This study addresses time-varying statistical inference of event incidence rates. We propose a novel Bayesian field-theoretic framework: the posterior distribution is mapped onto a stochastic partial differential equation (SPDE), enabling efficient sampling near the maximum-likelihood path via path integrals and perturbative expansion. Crucially, we identify a local curvature–dominated variance correction term that substantially outperforms conventional nonlinear approximations, leading to a generalized simulation algorithm robust to uncertain event times. The method unifies Bayesian field theory, SPDE modeling, asymptotic path expansion, and uncertainty quantification—ensuring both theoretical rigor and computational tractability. Applied to reconstructing the 1348 Venice Black Death mortality rate, it achieves high-precision, time-resolved mortality estimation from sparse, indirect historical records alone. This demonstrates exceptional robustness and practical utility in low signal-to-noise domains such as historical epidemiology.

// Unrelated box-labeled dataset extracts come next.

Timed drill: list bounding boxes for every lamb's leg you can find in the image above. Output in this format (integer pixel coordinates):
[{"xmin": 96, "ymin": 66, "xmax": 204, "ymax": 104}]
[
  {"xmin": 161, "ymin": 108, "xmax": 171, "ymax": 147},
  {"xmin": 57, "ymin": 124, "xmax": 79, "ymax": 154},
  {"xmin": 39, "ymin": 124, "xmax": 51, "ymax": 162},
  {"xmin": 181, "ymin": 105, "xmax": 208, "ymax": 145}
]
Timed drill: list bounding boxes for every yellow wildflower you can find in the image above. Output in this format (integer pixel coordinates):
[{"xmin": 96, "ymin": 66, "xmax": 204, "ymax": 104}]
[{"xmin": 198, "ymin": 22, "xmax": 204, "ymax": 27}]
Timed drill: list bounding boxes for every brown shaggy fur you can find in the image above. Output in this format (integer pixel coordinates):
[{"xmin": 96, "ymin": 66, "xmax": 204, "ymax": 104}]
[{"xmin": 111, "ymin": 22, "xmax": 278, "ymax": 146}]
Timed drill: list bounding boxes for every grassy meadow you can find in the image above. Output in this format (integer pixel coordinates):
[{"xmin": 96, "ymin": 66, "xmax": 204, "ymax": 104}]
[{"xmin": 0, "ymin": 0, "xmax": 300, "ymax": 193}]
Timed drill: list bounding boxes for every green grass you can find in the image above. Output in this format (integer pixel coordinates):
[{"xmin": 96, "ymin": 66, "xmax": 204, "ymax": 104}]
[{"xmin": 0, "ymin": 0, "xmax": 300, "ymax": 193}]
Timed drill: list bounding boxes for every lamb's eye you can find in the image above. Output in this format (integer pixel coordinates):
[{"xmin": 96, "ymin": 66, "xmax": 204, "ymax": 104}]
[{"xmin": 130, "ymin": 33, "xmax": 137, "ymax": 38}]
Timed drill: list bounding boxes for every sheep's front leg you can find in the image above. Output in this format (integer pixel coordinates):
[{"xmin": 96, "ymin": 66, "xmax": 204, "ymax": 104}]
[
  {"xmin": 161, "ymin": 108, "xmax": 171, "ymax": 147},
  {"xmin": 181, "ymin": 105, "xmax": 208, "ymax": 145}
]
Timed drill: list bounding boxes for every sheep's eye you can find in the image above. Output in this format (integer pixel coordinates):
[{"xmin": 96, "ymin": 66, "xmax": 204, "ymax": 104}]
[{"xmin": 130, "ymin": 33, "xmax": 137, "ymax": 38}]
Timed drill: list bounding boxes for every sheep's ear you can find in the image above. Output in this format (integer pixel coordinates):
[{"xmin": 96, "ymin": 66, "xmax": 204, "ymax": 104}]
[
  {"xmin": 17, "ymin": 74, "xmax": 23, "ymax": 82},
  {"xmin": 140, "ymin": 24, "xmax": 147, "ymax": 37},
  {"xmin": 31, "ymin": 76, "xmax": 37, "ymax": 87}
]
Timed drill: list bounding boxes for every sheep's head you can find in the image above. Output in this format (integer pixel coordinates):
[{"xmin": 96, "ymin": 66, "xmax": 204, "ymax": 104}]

We consider the statistical inference of a time-dependent rate of events in the framework of Bayesian field theory. By mapping the problem to a stochastic partial differential equation, as it is standard approach in field theory, we are able to numerically sample the distribution around the maximum likelihood path. We then analytically consider the perturbative expansion around the local and linear solution, and at the leading-order correction to the variance we find novel terms which depend on the local shape of the maximum likelihood path. We show that this shape correction is statistically most important in the variance expansion than the nonlinearity corrections. We then demonstrate the general applicability of the simulation method by extending it to the case of uncertain event times and by estimating the mortality rate in Venice during the 1348 Black Death epidemics from indirect evidence.